SÃO PAULO - Faz algum tempo que venho avisando a minha filha: São Paulo não é mais uma cidade para se criar filhos. Tornou-se "invivível", se o leitor me permite o neologismo.
Passei o dia ontem no interior. Ao chegar, a cidade tinha um aspecto meio de Sarajevo depois do acordo de paz entre bósnios e sérvios. Não sei se a cidade inteira, mas pelo menos a avenida dos Bandeirantes e quase todas as suas transversais.
Tampas de bueiros fora de lugar, como se tivesse havido uma explosão (ou implosão). Detritos espalhados por todo o leito da avenida, barro por todo canto e assim por diante.
Só o trânsito nada tinha de Sarajevo. Era pior, muito pior. É uma das razões para achar São Paulo "invivível". Quando não são os monstruosos congestionamentos pré-férias, são os monstruosos congestionamentos pós-temporal (ou durante o temporal, quando deve ter sido até pior).
Mais de uma hora para percorrer os quatro quilômetros entre a entrada na Bandeirantes, pela Marginal do Pinheiros, e a minha casa. E agradecendo aos céus não ter ficado na água, como incontáveis veículos espalhados pela Bandeirantes e transversais.

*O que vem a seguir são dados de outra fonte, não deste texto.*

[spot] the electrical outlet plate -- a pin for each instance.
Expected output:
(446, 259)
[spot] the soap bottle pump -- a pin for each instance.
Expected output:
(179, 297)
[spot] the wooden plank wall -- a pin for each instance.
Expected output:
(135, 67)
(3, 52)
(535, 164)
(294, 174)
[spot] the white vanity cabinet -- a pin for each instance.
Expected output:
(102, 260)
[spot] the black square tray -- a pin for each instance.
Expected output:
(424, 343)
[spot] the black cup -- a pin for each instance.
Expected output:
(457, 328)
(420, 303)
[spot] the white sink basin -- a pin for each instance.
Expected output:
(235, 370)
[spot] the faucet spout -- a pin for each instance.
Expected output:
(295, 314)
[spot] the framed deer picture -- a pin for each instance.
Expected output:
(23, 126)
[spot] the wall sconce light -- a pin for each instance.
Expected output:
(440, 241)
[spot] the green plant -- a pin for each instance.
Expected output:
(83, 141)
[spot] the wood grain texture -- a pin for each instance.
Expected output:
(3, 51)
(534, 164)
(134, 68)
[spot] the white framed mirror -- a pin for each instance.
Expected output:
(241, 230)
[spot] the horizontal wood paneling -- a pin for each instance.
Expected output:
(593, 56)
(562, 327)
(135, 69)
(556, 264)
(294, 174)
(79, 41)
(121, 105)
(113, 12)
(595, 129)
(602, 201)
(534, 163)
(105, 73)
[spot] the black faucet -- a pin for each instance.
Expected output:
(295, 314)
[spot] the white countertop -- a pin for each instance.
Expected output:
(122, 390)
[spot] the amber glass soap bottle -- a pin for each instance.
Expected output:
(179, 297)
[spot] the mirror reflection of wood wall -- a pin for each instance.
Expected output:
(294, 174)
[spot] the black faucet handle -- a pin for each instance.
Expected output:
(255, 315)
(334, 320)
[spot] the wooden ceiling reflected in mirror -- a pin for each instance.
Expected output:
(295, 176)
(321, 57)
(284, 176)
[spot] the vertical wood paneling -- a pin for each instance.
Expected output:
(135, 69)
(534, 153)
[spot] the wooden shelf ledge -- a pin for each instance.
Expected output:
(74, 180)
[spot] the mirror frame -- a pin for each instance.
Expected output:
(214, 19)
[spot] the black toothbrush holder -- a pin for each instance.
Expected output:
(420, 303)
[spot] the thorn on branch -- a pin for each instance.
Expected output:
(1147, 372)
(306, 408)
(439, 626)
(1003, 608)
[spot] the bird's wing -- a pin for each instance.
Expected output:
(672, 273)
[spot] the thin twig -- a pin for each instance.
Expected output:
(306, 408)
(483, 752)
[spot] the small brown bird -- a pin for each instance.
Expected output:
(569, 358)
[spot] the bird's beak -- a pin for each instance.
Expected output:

Não vi, até a hora de escrever, qual a explicação de turno para a enchente de turno. Deve ter sido algo como "choveu em meia hora mais do que nos últimos três séculos e meio". É sempre assim. Chove, a cidade alaga e ninguém é culpado, a não ser o pobre São Pedro, que não tem como se defender.
A Rede Globo ainda é capaz de descobrir que foi a Igreja Universal do Reino de Deus que causou a enchente, só para desmoralizar São Pedro e, por extensão, a Igreja Católica.
Quando não chove, o ar é quase sempre irrespirável. Os netos vivem com problemas nos brônquios. Como nem eu nem minha mulher nem meus filhos tivemos problemas idênticos, pergunto ao pediatra se a garotada nasceu bichada. Ele explica que não, que o ar na cidade é, hoje, imensamente mais bichado do que era no meu tempo de criança ou no dos meus filhos.
Nem deu espaço para falar da violência. Saudades de Madri.